Refugees or economic migrants? Slovak Romanies are getting around.
photo: Ján Svrček

Dear Editor,

I am a Canadian Slovak who spent some time in Canadian politics. I am also a human rights activist. I have lived in Slovakia for the last seven years, and I have observed very closely what is going on.

Slovak Romanies who have made their way to Finland and Norway are not refugees. The term 'refugee' applies to people who have been driven out of their homes, whose language and religious rights have been denied, or whose social welfare has been neglected to the point of homelessness and starvation.

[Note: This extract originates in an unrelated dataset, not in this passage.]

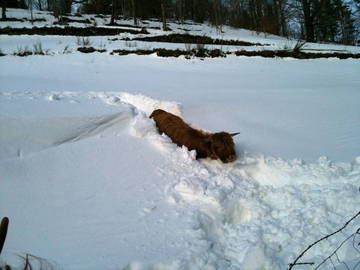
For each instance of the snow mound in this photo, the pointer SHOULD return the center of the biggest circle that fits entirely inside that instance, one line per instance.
(144, 104)
(257, 213)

If the Finnish government were to investigate the situation of Slovak Romanies in an unbiased way, it would discover the follwing things:

a). every Romany person here receives an allotment of money from the state

b). very few Romany people work - it is not their custom

c). very few Romany children go to school - it is not their custom

d). it is impossible to hire a Romany to do even menial work in a home - pilfering is a custom of theirs. Anything that can be re-sold is taken, and the money used for alcohol

e). the former government set aside some very fine apartments for them in this town where I live, but within weeks, these had been completely destroyed. The floors, being concrete, were judged suitable places to lay 'camp fires,' which were fed with wood from window sills and any other combustible furnishings. The ruined buildings now stand as a sad testament to the Roma's inability to adapt to what most of us consider a normal way of life.

Slovakia is emerging from many years of totalitarianism and is working to take its place in western structures. It has admitted real refugees from the war-torn Yugoslav area. It does not deserve slanderous implications from countries which take in Romany people without first investigating the reasons for their departure.